Symbols as parameters?

Alf P. Steinbach alfps at start.no
Thu Jan 21 03:30:40 EST 2010


* Martin Drautzburg:
> Hello all,
> 
> When passing parameters to a function, you sometimes need a paramter
> which can only assume certain values, e.g.
> 
>         def move (direction):
>                 ...
> If direction can only be "up", "down", "left" or "right", you can solve
> this by passing strings, but this is not quite to the point:
> 
>         - you could pass invalid strings easily
>         - you need to quote thigs, which is a nuisance
>         - the parameter IS REALLY NOT A STRING, but a direction
> 
> Alternatively you could export such symbols, so when you "import *" you
> have them available in the caller's namespace. But that forces you
> to "import *" which pollutes your namespace.
> 
> What I am really looking for is a way
> 
>         - to be able to call move(up)
>         - having the "up" symbol only in the context of the function call
> 
> So it should look something like this
> 
> ... magic, magic ...
> move(up)
> ... unmagic, unmagic ...
> print up
> 
> This should complain that "up" is not defined during the "print" call,
> but not when move() is called.
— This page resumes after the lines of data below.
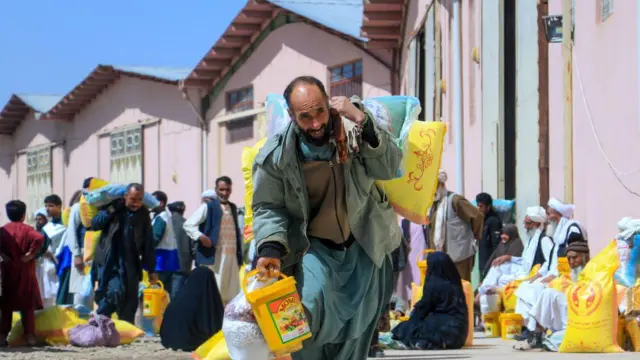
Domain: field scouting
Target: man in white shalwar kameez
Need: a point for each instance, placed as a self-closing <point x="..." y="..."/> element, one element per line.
<point x="508" y="268"/>
<point x="550" y="311"/>
<point x="214" y="228"/>
<point x="565" y="229"/>
<point x="45" y="265"/>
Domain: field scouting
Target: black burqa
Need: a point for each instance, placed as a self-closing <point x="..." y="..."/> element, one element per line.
<point x="195" y="315"/>
<point x="439" y="320"/>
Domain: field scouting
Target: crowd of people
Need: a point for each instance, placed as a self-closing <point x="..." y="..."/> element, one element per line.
<point x="318" y="216"/>
<point x="44" y="265"/>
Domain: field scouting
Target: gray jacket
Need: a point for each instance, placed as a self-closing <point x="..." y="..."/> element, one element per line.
<point x="281" y="210"/>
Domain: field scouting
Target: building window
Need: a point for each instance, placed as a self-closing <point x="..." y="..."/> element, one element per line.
<point x="126" y="156"/>
<point x="240" y="130"/>
<point x="346" y="80"/>
<point x="240" y="100"/>
<point x="38" y="180"/>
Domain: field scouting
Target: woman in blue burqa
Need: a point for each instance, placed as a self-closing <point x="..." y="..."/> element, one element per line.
<point x="439" y="320"/>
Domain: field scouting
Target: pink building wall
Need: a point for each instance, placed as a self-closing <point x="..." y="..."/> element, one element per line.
<point x="606" y="62"/>
<point x="290" y="51"/>
<point x="171" y="138"/>
<point x="472" y="122"/>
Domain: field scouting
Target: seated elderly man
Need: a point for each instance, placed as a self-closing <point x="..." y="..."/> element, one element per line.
<point x="550" y="311"/>
<point x="530" y="292"/>
<point x="507" y="268"/>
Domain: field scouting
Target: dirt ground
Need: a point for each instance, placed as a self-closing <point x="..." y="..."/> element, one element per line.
<point x="144" y="349"/>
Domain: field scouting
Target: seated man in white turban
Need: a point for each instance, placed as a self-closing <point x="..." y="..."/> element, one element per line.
<point x="560" y="226"/>
<point x="550" y="311"/>
<point x="508" y="268"/>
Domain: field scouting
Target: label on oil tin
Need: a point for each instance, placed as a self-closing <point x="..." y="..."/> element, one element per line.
<point x="288" y="317"/>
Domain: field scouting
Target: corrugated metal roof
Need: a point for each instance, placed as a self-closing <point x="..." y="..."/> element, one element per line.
<point x="40" y="103"/>
<point x="166" y="73"/>
<point x="344" y="16"/>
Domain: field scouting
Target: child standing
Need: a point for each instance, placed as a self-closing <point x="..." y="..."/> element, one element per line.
<point x="20" y="245"/>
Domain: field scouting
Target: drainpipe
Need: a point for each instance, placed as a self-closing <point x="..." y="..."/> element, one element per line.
<point x="567" y="54"/>
<point x="457" y="96"/>
<point x="203" y="139"/>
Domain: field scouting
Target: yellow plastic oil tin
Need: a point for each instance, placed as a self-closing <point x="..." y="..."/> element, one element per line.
<point x="491" y="323"/>
<point x="153" y="301"/>
<point x="510" y="325"/>
<point x="279" y="313"/>
<point x="422" y="264"/>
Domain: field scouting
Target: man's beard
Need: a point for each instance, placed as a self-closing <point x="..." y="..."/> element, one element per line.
<point x="306" y="136"/>
<point x="551" y="228"/>
<point x="575" y="273"/>
<point x="441" y="192"/>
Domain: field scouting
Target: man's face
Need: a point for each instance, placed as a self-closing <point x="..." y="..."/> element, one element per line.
<point x="133" y="199"/>
<point x="553" y="216"/>
<point x="53" y="210"/>
<point x="576" y="260"/>
<point x="529" y="224"/>
<point x="224" y="191"/>
<point x="310" y="111"/>
<point x="41" y="221"/>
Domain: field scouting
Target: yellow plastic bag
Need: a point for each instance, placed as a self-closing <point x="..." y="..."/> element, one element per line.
<point x="91" y="239"/>
<point x="248" y="156"/>
<point x="213" y="349"/>
<point x="508" y="293"/>
<point x="468" y="295"/>
<point x="87" y="212"/>
<point x="65" y="216"/>
<point x="412" y="195"/>
<point x="561" y="284"/>
<point x="592" y="307"/>
<point x="52" y="326"/>
<point x="128" y="332"/>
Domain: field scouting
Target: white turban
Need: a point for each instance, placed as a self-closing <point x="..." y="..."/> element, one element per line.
<point x="628" y="227"/>
<point x="41" y="212"/>
<point x="208" y="194"/>
<point x="442" y="177"/>
<point x="566" y="210"/>
<point x="537" y="214"/>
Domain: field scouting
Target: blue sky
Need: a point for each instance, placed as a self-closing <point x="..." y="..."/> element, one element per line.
<point x="48" y="47"/>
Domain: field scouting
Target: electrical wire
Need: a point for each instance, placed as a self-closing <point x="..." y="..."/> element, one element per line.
<point x="617" y="173"/>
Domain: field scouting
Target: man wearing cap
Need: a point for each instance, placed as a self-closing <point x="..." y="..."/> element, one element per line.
<point x="214" y="228"/>
<point x="455" y="227"/>
<point x="550" y="310"/>
<point x="508" y="268"/>
<point x="560" y="225"/>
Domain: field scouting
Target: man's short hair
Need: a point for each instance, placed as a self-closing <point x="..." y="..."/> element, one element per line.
<point x="16" y="210"/>
<point x="87" y="182"/>
<point x="135" y="186"/>
<point x="305" y="79"/>
<point x="53" y="199"/>
<point x="161" y="196"/>
<point x="224" y="179"/>
<point x="484" y="198"/>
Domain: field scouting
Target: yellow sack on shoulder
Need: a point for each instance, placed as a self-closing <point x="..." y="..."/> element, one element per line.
<point x="87" y="212"/>
<point x="592" y="316"/>
<point x="52" y="326"/>
<point x="248" y="156"/>
<point x="412" y="195"/>
<point x="91" y="239"/>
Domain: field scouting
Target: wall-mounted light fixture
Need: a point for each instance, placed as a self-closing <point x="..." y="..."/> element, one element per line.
<point x="553" y="28"/>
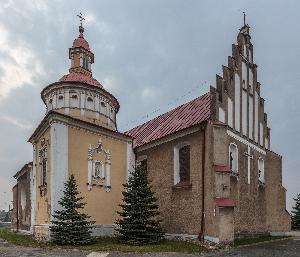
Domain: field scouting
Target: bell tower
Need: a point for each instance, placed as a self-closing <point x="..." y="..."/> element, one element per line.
<point x="80" y="54"/>
<point x="78" y="93"/>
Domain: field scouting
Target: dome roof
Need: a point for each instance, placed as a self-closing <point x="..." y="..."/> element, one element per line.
<point x="80" y="77"/>
<point x="81" y="42"/>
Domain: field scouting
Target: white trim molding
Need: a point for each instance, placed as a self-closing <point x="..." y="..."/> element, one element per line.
<point x="245" y="142"/>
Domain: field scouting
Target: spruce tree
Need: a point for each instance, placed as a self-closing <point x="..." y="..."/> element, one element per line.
<point x="69" y="225"/>
<point x="296" y="214"/>
<point x="138" y="224"/>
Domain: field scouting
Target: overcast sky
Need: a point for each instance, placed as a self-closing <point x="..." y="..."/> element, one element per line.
<point x="149" y="54"/>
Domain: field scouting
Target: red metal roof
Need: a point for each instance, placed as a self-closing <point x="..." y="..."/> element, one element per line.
<point x="182" y="117"/>
<point x="80" y="77"/>
<point x="221" y="168"/>
<point x="224" y="202"/>
<point x="81" y="42"/>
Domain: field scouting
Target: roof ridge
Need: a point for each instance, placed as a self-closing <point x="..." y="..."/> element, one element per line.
<point x="207" y="93"/>
<point x="177" y="119"/>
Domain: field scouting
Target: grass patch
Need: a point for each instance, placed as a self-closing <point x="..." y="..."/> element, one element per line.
<point x="111" y="244"/>
<point x="105" y="244"/>
<point x="22" y="240"/>
<point x="257" y="239"/>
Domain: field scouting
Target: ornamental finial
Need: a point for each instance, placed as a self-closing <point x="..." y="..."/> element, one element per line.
<point x="81" y="18"/>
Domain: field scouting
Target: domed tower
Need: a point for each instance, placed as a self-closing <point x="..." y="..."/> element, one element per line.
<point x="78" y="94"/>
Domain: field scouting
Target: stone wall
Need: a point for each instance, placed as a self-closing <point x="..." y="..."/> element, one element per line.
<point x="180" y="207"/>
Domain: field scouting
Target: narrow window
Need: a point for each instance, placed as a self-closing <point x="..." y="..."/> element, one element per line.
<point x="43" y="166"/>
<point x="143" y="163"/>
<point x="60" y="101"/>
<point x="237" y="102"/>
<point x="261" y="170"/>
<point x="98" y="170"/>
<point x="233" y="158"/>
<point x="230" y="113"/>
<point x="184" y="163"/>
<point x="89" y="103"/>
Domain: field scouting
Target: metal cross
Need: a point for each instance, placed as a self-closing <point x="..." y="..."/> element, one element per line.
<point x="81" y="18"/>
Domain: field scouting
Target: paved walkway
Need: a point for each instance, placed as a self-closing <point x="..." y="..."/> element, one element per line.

And of course there should be as little
> magic as possible.
> 
> Any way to achieve this?

 >>> def move( direction ):
...   print( "move " + str( direction ) )
...
 >>> move( "up" )
move up
 >>>
 >>> class using_directions:
...     up = 42
...     move( up )
...
move 42
 >>> up
Traceback (most recent call last):
   File "<stdin>", line 1, in <module>
NameError: name 'up' is not defined
 >>> _


Of course it's an abuse of the language. :-)

So I wouldn't recommend it, but it's perhaps worth having seen it.


Cheers & hth.,

- Alf

PS: I hope this was not a homework question.